The timing of the licence application is unclear. The elections have brought such massive political changes that it will take some time for the new Government to make its intentions known in the ICT sector. However the consortium’s spokeperson is looking forward to a positive response:" We are optimistic that the consortium should receive a license subsequent to the statutory 60 day gazette listing".

According to a source close to those involved in the process, Kenya’s regulator CCK has informally given a positive reaction. According to this source:"CCK has had it "up-to-here" with Telkom Kenya and wants to teach it a lesson." Apparently the entire licensing and compliance department has been put on "stand-by" to process the consortium application as quickly as possible.

In our last Kenya special (issue 88), key players in the market told us that they believed that without the limitations imposed by Jambonet’s monopoly, the internet subscriber base could grow as large as 60,000-100,000 from its current estimated base of 30,000. Asked what the consortium believed the impact would be, a spokesperson responded:"We should see a quantum leap in the quantity, quality and reach of the Internet as Telkom Kenya have always been a bottleneck holding back true growth and development".
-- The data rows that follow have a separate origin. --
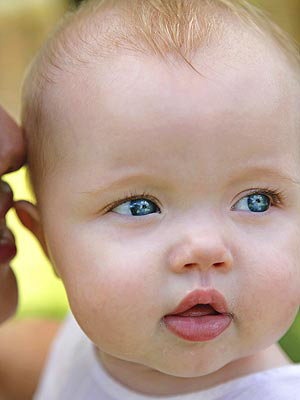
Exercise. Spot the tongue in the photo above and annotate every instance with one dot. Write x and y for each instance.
(198, 311)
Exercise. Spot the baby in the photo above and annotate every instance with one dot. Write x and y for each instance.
(164, 152)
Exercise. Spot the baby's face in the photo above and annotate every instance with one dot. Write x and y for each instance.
(192, 151)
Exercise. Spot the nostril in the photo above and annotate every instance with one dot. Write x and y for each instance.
(218, 264)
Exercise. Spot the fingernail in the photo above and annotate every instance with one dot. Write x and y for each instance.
(5, 187)
(5, 207)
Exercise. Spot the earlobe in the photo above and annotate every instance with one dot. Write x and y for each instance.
(29, 217)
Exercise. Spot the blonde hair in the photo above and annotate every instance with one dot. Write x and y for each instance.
(99, 28)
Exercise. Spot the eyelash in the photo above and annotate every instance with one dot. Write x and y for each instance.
(278, 198)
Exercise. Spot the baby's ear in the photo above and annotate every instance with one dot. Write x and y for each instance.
(30, 218)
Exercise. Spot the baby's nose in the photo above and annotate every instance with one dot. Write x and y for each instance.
(202, 252)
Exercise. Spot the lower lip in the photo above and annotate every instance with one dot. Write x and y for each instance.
(198, 329)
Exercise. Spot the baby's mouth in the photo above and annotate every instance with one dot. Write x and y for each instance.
(199, 310)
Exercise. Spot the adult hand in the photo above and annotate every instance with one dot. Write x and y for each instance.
(12, 157)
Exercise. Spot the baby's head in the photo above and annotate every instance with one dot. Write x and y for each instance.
(163, 148)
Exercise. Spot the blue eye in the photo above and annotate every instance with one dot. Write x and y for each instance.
(136, 207)
(256, 202)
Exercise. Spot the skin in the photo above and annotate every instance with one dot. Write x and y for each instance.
(24, 343)
(12, 154)
(197, 145)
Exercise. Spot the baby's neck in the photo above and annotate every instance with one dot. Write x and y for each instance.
(148, 381)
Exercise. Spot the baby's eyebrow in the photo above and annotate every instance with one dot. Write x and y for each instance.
(268, 171)
(126, 180)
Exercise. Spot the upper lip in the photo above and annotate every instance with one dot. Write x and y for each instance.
(202, 296)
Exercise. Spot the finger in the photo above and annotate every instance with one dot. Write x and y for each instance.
(6, 198)
(8, 248)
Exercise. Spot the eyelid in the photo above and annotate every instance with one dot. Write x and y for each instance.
(275, 194)
(278, 197)
(129, 196)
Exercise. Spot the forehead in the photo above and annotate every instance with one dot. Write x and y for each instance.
(130, 109)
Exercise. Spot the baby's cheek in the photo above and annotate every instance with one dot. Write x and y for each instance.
(272, 299)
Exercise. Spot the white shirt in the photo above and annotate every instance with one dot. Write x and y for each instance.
(73, 372)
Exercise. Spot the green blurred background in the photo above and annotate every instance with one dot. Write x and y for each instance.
(24, 25)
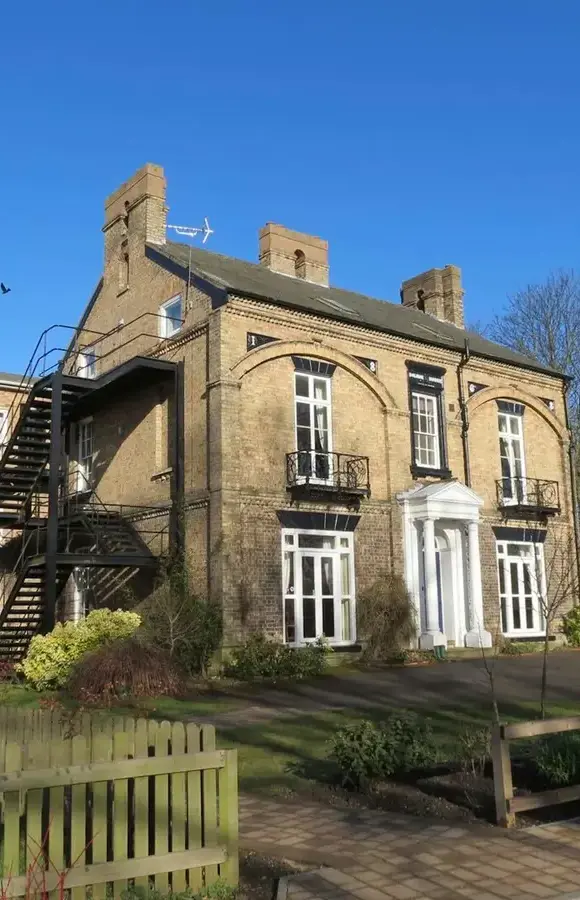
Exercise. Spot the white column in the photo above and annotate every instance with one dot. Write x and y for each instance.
(477, 636)
(432, 636)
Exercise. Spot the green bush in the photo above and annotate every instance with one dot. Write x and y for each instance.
(386, 617)
(571, 626)
(367, 751)
(219, 890)
(557, 758)
(124, 669)
(187, 627)
(474, 749)
(263, 658)
(51, 657)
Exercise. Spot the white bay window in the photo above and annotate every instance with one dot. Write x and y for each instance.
(318, 579)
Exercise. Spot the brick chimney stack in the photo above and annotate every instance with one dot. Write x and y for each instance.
(293, 253)
(438, 292)
(134, 213)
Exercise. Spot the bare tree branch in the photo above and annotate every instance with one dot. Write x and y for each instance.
(543, 321)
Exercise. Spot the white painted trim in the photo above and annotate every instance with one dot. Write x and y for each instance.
(335, 553)
(164, 330)
(312, 402)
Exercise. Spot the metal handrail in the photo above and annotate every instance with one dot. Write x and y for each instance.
(36, 367)
(340, 471)
(535, 493)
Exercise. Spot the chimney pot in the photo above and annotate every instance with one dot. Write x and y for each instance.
(293, 253)
(437, 292)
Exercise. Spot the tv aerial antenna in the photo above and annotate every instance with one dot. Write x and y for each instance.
(188, 231)
(191, 232)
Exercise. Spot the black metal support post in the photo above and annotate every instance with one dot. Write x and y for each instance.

And what of Telkom Kenya’s fate? Described as Kenya’s "ruined telecoms company" by the London Economist, its management must now surely await their future with some trepidation. If the Government is decisive it will appoint a new management (either putting in a completely new senior management team or external management contractors) tasked with preparing the company for early privatisation. It will be interesting to see whether the Government has the political courage to do this once it learns the scale of the revenues the "golden goose" produces. However to leave it in place would be to encourage the kind of endemic corruption that the new President has vowed to root out. This will provide a clear first test for the new Government in ICT policy terms. We are watching with interest.